Kendinizden beklediğiniz ile diğer insanlardan beklediğinizin aynı olmaması bilinci de önemli. Bir diktatörü canlandırmanın getirisi olarak karşı psikolojiyi anlamanın bir etkisi var mı bunda?

Oyunu oynayana kadar kitle psikolojisi, diktanın oluşma süreci, faşizm ve pragmatizmin bir toplumda neler yaratttığı gibi meseleler okuduklarım üzerinden bildiğim şeylerdi. Ama oyunla birlikte her sahneye çıktığımda bir yerden sonra psikolojik özdeşlik de kurmaya başladım karakterle ister istemez. Metinle birlikte seyirciye sorular sorarken kendimi de sorgulamaya başladığım alanlar oldu. Bana mücadele alanını genişletmek açısından yararı olduğunu söyleyebilirim.

Şimdi oyunu oynama imkanı kalmadı. Olsaydı turnenin ne kadar ömrü vardı?

Biz bu sezon 200 oyuna ulaştığında bitirmeyi düşünüyorduk. Şimdi niyetim oyunu internete koymak sezon sonunda. İnsanların ücretsiz olarak ulaşabilecekleri bir link olarak paylaşacağız. Youtube vs. hepsini kapatmayı tercih ederlerse bilemem.

Öte yandan ikinci filminizi çektiğinizi söylediniz, yani üretim devam ediyor bir şekilde…

Filmi çektim, şimdi kurgusu yapılıyor. Birkaç yurtdışı festival başvurusu yapacağız ilk aşamada. Bizdeki festivallerin durumu korkunç biliyorsunuz. Zaten ben yurtdışından yurtiçine doğru bir sarmal kurmayı planlamıştım. Bu biraz daha prestij açısından A sınıfı festivallerin filminizi daha görünür kılmasından da kaynaklanıyor, daha global bir ağı var işin. Bir sonrasındaki film için kaynak arayışında oluyorsunuz bir de.
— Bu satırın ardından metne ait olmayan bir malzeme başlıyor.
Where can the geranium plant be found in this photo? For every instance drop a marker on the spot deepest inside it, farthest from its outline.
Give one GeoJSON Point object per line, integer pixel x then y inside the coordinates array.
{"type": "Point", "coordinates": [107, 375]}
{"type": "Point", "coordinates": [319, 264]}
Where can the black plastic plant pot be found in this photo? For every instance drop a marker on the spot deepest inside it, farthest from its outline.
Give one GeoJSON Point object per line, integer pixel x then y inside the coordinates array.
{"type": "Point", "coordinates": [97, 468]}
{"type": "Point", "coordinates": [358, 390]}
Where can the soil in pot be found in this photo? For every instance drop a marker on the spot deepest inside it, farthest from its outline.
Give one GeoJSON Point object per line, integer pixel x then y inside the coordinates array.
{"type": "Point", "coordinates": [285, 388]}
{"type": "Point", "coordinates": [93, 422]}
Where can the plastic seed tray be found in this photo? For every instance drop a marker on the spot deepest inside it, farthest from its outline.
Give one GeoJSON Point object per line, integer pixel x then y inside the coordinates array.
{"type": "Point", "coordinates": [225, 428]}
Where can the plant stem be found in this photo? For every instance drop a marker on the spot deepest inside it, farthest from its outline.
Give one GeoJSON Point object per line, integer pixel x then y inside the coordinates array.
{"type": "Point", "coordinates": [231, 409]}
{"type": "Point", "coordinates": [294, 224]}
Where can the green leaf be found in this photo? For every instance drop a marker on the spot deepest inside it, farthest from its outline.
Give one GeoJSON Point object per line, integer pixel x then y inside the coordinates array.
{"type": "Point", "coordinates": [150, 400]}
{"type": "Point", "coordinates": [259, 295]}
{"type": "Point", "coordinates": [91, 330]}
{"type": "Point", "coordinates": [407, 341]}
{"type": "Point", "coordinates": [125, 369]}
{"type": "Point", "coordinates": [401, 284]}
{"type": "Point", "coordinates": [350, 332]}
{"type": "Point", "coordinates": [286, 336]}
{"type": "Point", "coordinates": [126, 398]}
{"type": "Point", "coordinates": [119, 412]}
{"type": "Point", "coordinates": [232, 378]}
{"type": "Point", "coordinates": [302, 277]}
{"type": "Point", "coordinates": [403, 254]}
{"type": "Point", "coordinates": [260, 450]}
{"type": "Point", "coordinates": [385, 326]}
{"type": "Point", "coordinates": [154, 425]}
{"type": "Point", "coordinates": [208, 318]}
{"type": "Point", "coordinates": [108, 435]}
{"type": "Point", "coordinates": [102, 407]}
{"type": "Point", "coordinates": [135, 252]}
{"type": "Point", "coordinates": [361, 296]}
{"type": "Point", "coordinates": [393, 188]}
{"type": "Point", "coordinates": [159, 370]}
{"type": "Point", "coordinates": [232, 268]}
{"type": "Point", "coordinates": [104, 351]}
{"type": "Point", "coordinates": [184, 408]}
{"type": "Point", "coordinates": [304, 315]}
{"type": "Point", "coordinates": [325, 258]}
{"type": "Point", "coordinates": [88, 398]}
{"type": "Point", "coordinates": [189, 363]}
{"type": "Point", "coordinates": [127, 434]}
Buradan geliyoruz Kültür Bakanlığı’na… Kültür Bakanlığı’ndan bir destek istemiyorum ama isteyenin alamadığını da biliyorum. Ufak bir muhalif eleştirisi varsa, ki Tolga Karaçelik ve Emin Alper örneklerini biliyoruz, vermiyorlar. Benim alamayacağım zaten aşikar. Ayrıca Kültür Bakanlığı’ndan destek istemekle ilgili de bir eleştirim var. Sarfedilen bir sürü klasik cümleyi yan yana koyabilirim; “Para bizim, bizim vergilerimizle çekilecek o filmler”… Evet ama sen bu parayı talep ettiğin sürece bu insanlar kendi kuralları ile verecekler o parayı. Kazım Abi (Öz) filminin sansürlü kısımlarında ekranı kararttı. Kazım Abi politik biri, güzel de bir eleştiri ama o sözleşmede söylüyor zaten parayı nasıl kullanacağını. Burada bir ikilem ortaya çıkıyor. Ya bu sözleşmeyi kimse kabul etmeyecek ve Türkiye’de örgütlü bir biçimde sinema sektörü devlete karşı bir protestoya girişecek, bu sözleşmeyi kabul ediyorsak da ” Bana vermediler” denmeyecek. Zaten ucu çok açık bir fon. Niteliği de tartışılıyor. Fonun amacı ülkede yapılan sanatsal üretimleri dünyaya açmak. Bunu yapamıyorsa sıkıntı var. Ben ikinci filmin başına “Kültür Bakanlığı’ndan destek talep etmemiştir” diye yazacağım sanırım…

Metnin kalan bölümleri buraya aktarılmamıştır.